Errant cron task yields yearlong time lapse of nytimes.com

zenpaul · on July 19, 2011

I created a web application and set of scripts late last year to snapshot sites like that on a daily/hourly/minutely interval. Also set up the web app to manage the captured images and turn them into videos.

Some of the interesting things I found:

- interesting to compare news sites coverage of the same news stories - see who publishes stories first and where on the page...

- quickly analyse site ad and content refresh rates

- instant time lapse videos from web cam sites

- some interesting artistic effects as content changes and moves on sites

- "photographic record" of web sites was interesting to see some sites not update or be broken at times

- very easy to generate gigabytes of content in small amounts of time!

I have't have time to extend the project further right now, but I still have jobs running capturing some of the top sites daily to get some year-long web-time-lapse videos and do something with the content. If anyone has ideas to commercialize the content or technology, let me know.

Note: Technologies used - Ubuntu, bash, CutyCapt, JSP, ImageMagick

ChrisArchitect · on July 18, 2011

Sorry, just realized more original source is http://news.ycombinator.com/item?id=2777508

peteforde · on July 18, 2011

The original post suffers from poor titling. Phill MV would have been better off taking a page from TechCrunch's confrontational naming style.

phillmv · on July 18, 2011

Ah, but the Dylan reference was TOO GOOD TO PASS UP.

MiguelHudnandez · on July 18, 2011

Or with partisan hackery and tech-buzzword flavoring: "cron effortlessly disembowels nytimes.com temporal perception"

nostromo · on July 18, 2011

Mid-terms at 1:19 -- http://www.youtube.com/watch?v=sCKGOiauJCE&feature=playe...

Fun to see the results pile in -- then the usual reaction shots from pols (frowns and smiles depending on party).

codeslush · on July 19, 2011

I must confess, I actually watched the entire video! Much better than looking through hundreds of screen-captures in a list and interestingly entertaining!

It's striking to me the number of watch makers that advertised through the course of the year. The ads primarily caught my attention - which is strange, because I rarely look at ads when browsing sites. The one constant, from all the ads, was a watch manufacturer.
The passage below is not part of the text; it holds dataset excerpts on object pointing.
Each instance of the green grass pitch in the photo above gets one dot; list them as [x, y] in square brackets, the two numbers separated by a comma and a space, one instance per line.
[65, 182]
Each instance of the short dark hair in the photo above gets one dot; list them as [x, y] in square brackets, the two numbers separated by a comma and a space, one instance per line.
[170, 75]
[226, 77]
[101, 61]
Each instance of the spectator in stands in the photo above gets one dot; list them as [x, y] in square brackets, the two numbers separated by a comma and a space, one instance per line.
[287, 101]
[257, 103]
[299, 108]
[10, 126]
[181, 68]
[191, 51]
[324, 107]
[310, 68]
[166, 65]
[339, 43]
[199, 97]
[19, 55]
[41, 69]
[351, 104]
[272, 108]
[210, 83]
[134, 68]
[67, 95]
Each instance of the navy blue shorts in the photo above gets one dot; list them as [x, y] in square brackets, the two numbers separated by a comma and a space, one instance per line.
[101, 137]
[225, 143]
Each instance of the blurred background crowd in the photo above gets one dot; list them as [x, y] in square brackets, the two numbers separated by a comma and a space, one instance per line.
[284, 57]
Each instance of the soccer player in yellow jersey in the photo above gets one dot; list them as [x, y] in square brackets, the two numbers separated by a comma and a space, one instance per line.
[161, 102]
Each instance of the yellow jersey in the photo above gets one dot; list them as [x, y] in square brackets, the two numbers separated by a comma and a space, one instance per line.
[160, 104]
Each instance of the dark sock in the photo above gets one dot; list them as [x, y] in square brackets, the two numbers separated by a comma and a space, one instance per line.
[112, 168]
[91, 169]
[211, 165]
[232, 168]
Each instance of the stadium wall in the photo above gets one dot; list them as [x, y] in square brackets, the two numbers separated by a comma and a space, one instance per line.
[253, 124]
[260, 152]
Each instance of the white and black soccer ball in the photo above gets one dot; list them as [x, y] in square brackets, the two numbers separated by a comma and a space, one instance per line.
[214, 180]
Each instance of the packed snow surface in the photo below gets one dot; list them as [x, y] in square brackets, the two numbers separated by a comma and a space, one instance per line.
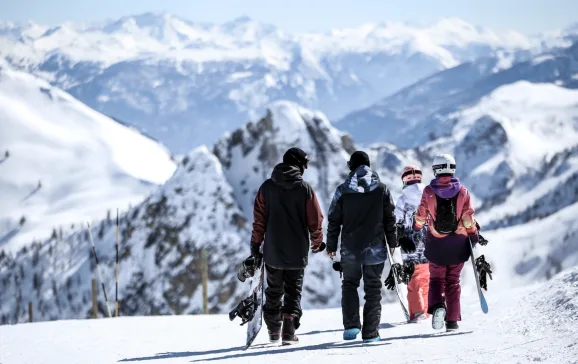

Curious if the person who captured these images had a browsing history for watches, or if that's what everyone witnessed? Next experiment: Two completely different users capture these on the same time interval -- side by side comparison! ;-)

phillmv · on July 19, 2011

>Curious if the person who captured these images had a browsing history for watches, or if that's what everyone witnessed?

Alas, no. I used a webkit to jpeg generator that should, in theory, be pretty void of any browsing history. I'd be surprised if they've started tracking those by ip!

mrkurt · on July 19, 2011

You shouldn't be too surprised, it's quite possible they were tracking some combination of IP, user agent, and a number of other things to identify the browser. I don't know that you would have ended up having a "watch" preference, though, especially without clicking on watch ads or visiting a watch site.

robryan · on July 19, 2011

I would love to see the times adopt a layout for their front page which is more web based and less like imitating the front page of a paper, at 5 columns across in places it is too squished together at only 970px across.

It would actually be a great candidate for responsive design, could make the current columns setup look far nicer with more width when it is available then remove columns where there is less screen width available, similar to http://theconversation.edu.au/ which has a similar amount of columns across.

roadnottaken · on July 18, 2011

how do you use cron to take screenshots like this? does a browser window have to be open somewhere the whole time?

phillmv · on July 19, 2011

I used http://code.google.com/p/wkhtmltopdf/ . It's an amazing project that I try to use as often as possible, especially whenever a client requires pdfs.

icebraining · on July 19, 2011

"Open," yes, but not visible. You can use Xvfb[1] which does everything in memory but doesn't actually show any image.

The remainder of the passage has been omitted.